How Analog Rituals Can Amp Your Productivity
by Scott Belsky
At one point during my research for Making Ideas Happen, I interviewed Bob Greenberg, the legendary CEO of the digital agency R/GA. With high-flying clients like Nike and other household names, Greenberg is overseeing a tremendous number of heavyweight projects at any point in time. He's a busy guy and he's been leading his industry for decades.
One consistent surprise is the role of monotonous rituals and what could be described as 'analog drudgery' among the especially productive.
Despite his digital interests, Greenberg's productivity tools are entirely analog.
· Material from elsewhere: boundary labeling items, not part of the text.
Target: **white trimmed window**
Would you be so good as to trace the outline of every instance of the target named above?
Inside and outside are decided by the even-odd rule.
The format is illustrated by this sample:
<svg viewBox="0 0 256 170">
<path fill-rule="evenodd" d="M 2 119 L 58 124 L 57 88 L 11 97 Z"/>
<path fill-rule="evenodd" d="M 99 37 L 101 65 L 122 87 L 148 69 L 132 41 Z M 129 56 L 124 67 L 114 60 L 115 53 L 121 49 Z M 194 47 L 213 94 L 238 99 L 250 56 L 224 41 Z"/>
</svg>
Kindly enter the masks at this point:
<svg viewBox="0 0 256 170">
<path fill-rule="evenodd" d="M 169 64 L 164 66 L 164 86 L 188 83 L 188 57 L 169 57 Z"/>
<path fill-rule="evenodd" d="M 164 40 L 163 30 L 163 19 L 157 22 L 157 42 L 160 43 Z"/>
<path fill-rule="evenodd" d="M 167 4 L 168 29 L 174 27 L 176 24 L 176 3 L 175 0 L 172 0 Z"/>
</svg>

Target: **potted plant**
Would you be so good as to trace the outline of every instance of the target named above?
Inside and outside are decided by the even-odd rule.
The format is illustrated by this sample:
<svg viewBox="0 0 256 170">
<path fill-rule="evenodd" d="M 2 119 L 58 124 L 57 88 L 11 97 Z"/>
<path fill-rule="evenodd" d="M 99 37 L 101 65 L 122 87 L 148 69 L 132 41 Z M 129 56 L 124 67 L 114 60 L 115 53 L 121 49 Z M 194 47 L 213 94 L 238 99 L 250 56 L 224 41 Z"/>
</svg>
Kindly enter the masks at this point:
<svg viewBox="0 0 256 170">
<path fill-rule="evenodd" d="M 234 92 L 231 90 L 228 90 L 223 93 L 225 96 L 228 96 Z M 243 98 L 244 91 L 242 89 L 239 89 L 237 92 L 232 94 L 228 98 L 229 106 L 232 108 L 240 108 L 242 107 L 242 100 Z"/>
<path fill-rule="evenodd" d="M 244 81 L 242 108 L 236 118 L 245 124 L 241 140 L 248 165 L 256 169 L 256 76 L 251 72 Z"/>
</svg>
He uses a paper agenda with a series of lists written at the top that he writes every single day. In the morning, Greenberg will manually bump uncompleted tasks from the previous day to the current day. He also re-writes the names of key clients and other areas of focus; often transcribing the same names again and again, daily, for weeks if not months or years.
When I hear about such monotonous and repetitive work, my instinct is to make it more efficient. If Greenberg used a digital system — even a spreadsheet — he could save a significant amount of time. Even better, he could use an online project management tool that automatically bumped everything to the following day for him. Scratch that; he's a CEO! Why doesn't he have an assistant that does this all for him?!
For Greenberg, it's all about feeling the granularity of prioritization. By manually bumping a certain task every day, he feels that it is incomplete. He is faced with the reality and forced to either complete the task, delegate it, or bump it again.
And it's not just Greenberg who operates like this. Many admired (and extremely effective) leaders use an analog approach to productivity as a way to stay accountable and feel connected to their decisions around how they spend their energy.